Проблематика общения - не новинка в философии. Под различными терминологическими одеяниями она присутствует в философии нового времени с момента ее отделения от христианской схоластики. Дуализм Декарта, споры картезианцев вокруг психофизической проблемы, синтезы Спинозы, Локка, тупик Юма, антиномии Канта располагались не только в плане основной гносеологической противоположности материализма и идеализма, но испытывали и сильнейшее влияние противоречия поведения и общения. И если поведенческая часть - порядок природы, ее законы, ее система - приобретала под влиянием успехов опытной науки все больший авторитет и вес, выступая, так сказать, инерционным моментом всякого философствования, то в части общения, в попытках объяснить, а главное - понять движение этого ставшего, наблюдаются примечательные скачки и срывы, поиски новых оснований.

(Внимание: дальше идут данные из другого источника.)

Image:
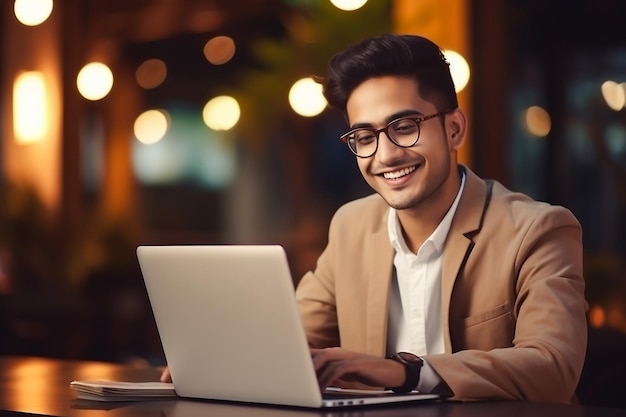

Здесь прежде всего бросается в глаза сепаратистская тенденция деизма, вытесняющая бога, а с ним и теологическую проблематику на периферию предмета философии, но оставляющая и принцип сотворенности природы, и принцип богоподобия человека на правах условий познавательного контакта, конечной связи и тождества "естественного" разума и "естественного" порядка природы, то есть философия сознает на правах космологического принципа то исходное кибернетическое тождество слова и дела, мысли и бытия, которое заложено было в мировоззрение еще античностью и сохранено взыскующими духовного евангелия схоластами в христианстве. Но рядом, уже в критике Декартовых положений у Гассенди, особенно в его эпикурейской теологии, отмечается явный переход на "новое", а в общем-то языческое основание, которое берется не столько у Демокрита и Эпикура, сколько у Лукреция с его явной, как ее называет Т.Васильева (37), "фисиологической" склонностью привязывать разумное определение и творение не по слову-форме, а по семени, по природе; "Точно распределено, где что возрастает и существует" (Цит. по: 37, с. 136).
Древность мотива и его принадлежность к мифологической схеме бесспорна, именно здесь все смертное определено в своем развитии по семени. Бог Гассенди-Лукреция, как и Нус Анаксагора, определяет бытие именно через семя и время его произрастания, а дальше семя уже само регулирует определенность роста, расцвета, увядания и гибели, как желудь, например, прорастает в дуб, а не в яблоню, а семя плотника (по норме мифа) - в плотника, а не в кузнеца. Но несмотря на древность организующей структуры, эта вторая форма не механического, а генетического деизма привилась на европейской почве. Не говоря уже о своеобразной философской моде на античный атомизм, дань которой отдали почти все философы XVII- XVIII вв., введенный Лукрецием и возрожденный Гассенди принцип определения по времени и семени, по когда и куда, уже в монадологии Лейбница развертывается в схему логического прояснения-развития "метафизических точек" роста, в ту исходную модель определения "по началу", которая станет у Гегеля диалектикой развития, совпадением логического и исторического. Исторический оптимизм развития-расцвета, а равно и благородный исторический пессимизм заката-увядания отнесены, как и логический концепт истории вообще, к этому второму основанию, которое рядом с поведением-гомеостазом ставит программу изменения поведения по времени.
Умозрительно-схоластический характер подобных построений очевиден. Маркс еще в критике гегелевской философии права (1, с. 240 и далее) показал несостоятельность схемы именно как схемы идеалистической и схоластической, навязывающей умозрительные совершенства реальному и далекому от совершенства процессу. Войны XX в. с их бесчеловечными приложениями науки способствовали освобождению от оптимистических иллюзий как по поводу природы научного знания, которое оказалось нейтральным по отношению к человеческим целям, одинаково хорошо работающим и на благо и во вред человеку, так и по поводу логики истории, которая, с одной стороны, обнаружила своенравие, явную приверженность к марксистской концепции определения через деятельность и групповые интересы людей, а с другой - вскрыла "темную" и непредсказуемую составляющую, способную практически мгновенно изменить ситуацию в том смысле, в каком, скажем, Черчилль описывает внезапное изменение в поведении Трумена на заседании Потсдамской конференции 22 июля 1945 года: "Сегодня-то я знаю, что произошло с Труменом вчера. Но вчера я ничего не мог понять. Когда он, получив сообщение об успешном испытании атомной бомбы 16 июля и о ее разрушительной силе, появился на заседании, это был совсем другой человек. Он сходу поставил русских на место и держался хозяином положения в течение всего заседания" (Цит. по: 6, р. 146).